Interestingly, all the new words listed above have been redlined by my Microsoft Word spellcheck including the word 'spellcheck'. Unfortunately, Collins did not research the Caribbean where another 45,000 or more could be found in our dialect. My Guyanese colleague, Dr. Ulric (Neville) Trotz and I were talking about football. Dr. Trotz related an anecdote about a friend who hogged the football so much during a game that one of his frustrated team-mates angrily called him a 'ball bahoochee'. In Trinidad he would have been called a 'ball ho', anticipating a word commonly used on BET stand-up comedy routines to describe a certain type of individual, including but not necessarily persons who, for the sake of political correctness, are described as 'female sex workers'.

JAMAICAN

However, it is not true to say that when the pioneers were exhorted to head into the frontier by the cry 'Westward Ho!' that they corresponded to the description or definition. Then there is the Barbadian 'cafuffled' for 'confused' and 'pompasettin' for showing off. I like the Jamaican 'Chaka-chaka', meaning 'messy and untidy'; 'casco (kas-ko)' for fake or imitation, especially designer clothes; 'downpress' which Rastas have substituted as more appropriate for 'oppress'; 'zutopong' and 'zutopeck' that describes low class people; and one of my favourites in more ways than one, 'glamity' which, according to the dialect dictionary I used, means 'a woman's sexual private area.' From Trinidad, I like the words, most likely East Indian in origin, 'haseekarra' (sometimes 'hazzikarra') and its close companion in meaning 'jhanjhat' which roughly equate to 'lacooray' and all mean trouble brought on by, with and from complications. There is also 'humgrumshious' from Dominica meaning 'crude or rough.'

It is not only the Collins Scrabble book that has changed. The 11th Edition of the Concise Oxford English Dictionary (mine is the seventh and is now 21 years old) has included the word/phrase 'va-va-voom' which it defines as "the quality of being exciting, vigorous, or sexually attractive." Some of the new words include Blue-on-blue: an attack by one's own side that accidentally harms one's own forces (collateral damage, friendly fire); Congestion charge: a charge made to drive into an area, typically a city centre, that suffers heavy traffic; Designer baby: a baby whose genetic make-up has been selected in order to eradicate a particular defect, or to ensure that a particular gene is present; Flash mob: a public gathering of complete strangers, organised via the Internet or mobile phone, who perform a pointless act and then disperse again; and Speed dating: an organised social activity in which people have a series of short conversations with potential partners in order to determine whether there is mutual interest.

ANOTHER LIST

Joining this plethora of new words, is a list of ten words which the American Heritage Dictionary believes every Secondary School graduate must know: abstemious, bellicose, chromosome, filibuster, gauche, gerrymander, interpolate, irony, plagiarise, suffragist. While I can have a lot of fun with the ten words above like 'bellicose' (is it abdominal or abominable?) and even 'irony' (a politician who has sat on the fence so long that the irony has entered his soul), I won't behave like a suffragist (and allow you to suffer?).
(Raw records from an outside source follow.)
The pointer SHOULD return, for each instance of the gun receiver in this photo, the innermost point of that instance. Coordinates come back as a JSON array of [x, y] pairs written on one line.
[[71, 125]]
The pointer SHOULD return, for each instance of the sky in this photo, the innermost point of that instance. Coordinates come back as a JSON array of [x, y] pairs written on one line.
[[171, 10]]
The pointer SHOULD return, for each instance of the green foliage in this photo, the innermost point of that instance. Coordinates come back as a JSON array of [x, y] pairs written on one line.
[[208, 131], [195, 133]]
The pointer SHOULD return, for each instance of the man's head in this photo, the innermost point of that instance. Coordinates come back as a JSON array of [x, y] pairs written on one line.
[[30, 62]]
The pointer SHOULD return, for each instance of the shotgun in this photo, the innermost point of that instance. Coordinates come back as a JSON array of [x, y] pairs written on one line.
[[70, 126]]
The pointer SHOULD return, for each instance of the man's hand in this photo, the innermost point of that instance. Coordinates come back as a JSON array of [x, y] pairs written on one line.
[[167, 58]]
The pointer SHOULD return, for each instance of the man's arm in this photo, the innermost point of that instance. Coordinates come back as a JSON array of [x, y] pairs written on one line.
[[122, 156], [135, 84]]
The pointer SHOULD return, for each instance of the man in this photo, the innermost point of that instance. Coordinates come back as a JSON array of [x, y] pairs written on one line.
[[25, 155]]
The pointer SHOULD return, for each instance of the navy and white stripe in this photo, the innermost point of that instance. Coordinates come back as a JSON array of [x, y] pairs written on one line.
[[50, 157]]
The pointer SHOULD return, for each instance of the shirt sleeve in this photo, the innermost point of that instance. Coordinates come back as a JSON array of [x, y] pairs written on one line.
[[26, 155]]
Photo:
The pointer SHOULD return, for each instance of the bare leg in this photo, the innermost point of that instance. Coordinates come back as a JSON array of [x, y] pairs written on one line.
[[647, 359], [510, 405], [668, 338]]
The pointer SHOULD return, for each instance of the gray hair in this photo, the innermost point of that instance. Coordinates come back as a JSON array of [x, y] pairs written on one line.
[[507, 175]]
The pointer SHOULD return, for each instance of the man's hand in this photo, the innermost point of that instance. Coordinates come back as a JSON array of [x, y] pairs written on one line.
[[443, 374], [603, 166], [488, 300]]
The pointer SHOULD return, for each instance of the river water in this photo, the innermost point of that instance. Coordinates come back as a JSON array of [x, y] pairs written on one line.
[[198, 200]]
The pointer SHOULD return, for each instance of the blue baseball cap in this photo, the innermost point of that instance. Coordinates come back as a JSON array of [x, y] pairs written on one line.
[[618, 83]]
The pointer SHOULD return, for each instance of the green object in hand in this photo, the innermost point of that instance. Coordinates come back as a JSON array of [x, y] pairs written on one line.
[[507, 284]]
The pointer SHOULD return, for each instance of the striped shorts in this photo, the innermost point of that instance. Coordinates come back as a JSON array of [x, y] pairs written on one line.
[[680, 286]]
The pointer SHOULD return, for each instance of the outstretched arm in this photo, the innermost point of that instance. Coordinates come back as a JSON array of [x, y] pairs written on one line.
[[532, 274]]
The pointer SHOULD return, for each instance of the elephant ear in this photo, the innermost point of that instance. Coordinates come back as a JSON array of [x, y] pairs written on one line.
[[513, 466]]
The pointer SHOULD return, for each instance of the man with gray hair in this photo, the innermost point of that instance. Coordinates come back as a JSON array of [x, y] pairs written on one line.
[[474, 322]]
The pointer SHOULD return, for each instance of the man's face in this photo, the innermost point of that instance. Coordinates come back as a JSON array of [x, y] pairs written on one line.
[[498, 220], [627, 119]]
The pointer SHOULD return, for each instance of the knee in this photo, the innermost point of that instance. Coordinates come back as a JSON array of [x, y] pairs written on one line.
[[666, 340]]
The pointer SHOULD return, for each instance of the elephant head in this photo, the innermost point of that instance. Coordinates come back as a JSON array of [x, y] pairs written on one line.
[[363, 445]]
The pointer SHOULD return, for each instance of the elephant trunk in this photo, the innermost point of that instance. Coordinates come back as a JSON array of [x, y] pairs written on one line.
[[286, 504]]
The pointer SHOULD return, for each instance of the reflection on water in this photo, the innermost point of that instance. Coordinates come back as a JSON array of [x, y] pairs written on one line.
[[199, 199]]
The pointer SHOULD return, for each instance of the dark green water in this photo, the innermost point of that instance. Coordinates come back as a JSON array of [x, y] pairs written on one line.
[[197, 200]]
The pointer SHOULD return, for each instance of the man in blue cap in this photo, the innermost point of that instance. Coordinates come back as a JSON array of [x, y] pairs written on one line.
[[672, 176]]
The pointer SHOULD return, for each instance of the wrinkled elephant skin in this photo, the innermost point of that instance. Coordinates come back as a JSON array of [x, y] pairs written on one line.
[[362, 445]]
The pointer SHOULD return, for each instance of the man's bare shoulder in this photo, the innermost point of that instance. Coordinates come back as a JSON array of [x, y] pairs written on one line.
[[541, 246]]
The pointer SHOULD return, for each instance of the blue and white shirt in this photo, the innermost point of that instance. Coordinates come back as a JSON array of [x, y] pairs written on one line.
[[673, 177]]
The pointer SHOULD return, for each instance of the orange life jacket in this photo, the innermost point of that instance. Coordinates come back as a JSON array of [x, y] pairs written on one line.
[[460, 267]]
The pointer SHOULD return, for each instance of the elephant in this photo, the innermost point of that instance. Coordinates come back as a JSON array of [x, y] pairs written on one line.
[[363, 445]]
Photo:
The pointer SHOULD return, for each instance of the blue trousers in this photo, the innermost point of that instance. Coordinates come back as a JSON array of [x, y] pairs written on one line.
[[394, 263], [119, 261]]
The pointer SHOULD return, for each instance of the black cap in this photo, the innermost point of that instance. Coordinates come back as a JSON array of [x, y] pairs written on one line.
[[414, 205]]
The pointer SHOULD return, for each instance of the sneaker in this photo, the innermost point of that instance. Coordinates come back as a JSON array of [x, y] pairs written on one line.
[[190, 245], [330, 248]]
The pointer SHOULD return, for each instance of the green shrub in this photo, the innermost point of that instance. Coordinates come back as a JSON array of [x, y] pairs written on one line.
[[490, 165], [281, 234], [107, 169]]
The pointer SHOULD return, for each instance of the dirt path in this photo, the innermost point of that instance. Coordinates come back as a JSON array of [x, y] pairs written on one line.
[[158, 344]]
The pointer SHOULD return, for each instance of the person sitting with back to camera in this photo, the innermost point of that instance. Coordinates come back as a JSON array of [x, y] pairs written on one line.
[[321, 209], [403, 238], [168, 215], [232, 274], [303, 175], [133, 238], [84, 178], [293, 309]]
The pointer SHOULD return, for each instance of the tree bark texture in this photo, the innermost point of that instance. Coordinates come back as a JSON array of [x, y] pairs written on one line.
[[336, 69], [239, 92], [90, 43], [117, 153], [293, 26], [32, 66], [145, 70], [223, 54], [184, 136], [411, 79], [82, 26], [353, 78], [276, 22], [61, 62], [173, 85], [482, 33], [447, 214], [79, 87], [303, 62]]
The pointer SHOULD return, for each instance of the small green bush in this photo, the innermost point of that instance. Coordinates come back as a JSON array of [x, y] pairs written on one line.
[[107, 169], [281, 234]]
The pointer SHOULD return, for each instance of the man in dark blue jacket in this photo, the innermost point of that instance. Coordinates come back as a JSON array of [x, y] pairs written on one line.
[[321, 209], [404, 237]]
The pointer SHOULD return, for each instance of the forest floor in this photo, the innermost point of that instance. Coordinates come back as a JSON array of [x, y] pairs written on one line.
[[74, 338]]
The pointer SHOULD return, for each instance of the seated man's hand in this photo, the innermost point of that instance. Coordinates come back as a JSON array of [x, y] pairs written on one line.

The definitions are: abstemious: eating and drinking in moderation; bellicose: warlike or hostile; chromosome: a strand of DNA; filibuster: the use of obstructionist tactics, especially prolonged speechmaking; gauche: lacking grace or social polish; gerrymander: to divide voting districts so as to give unfair advantage to one party; interpolate: to insert or introduce between other elements or parts; irony: the use of words to express something different from and often opposite to literal meaning; plagiarise: to use and pass off the ideas or writing of another as one's own; suffragist: an advocate of voting rights, especially for women.


Tony Deyal was last seen getting into lacooray because he thought a filibuster is someone who has a way with young women and that the way you tell the sex of a chromosome is to take its genes off.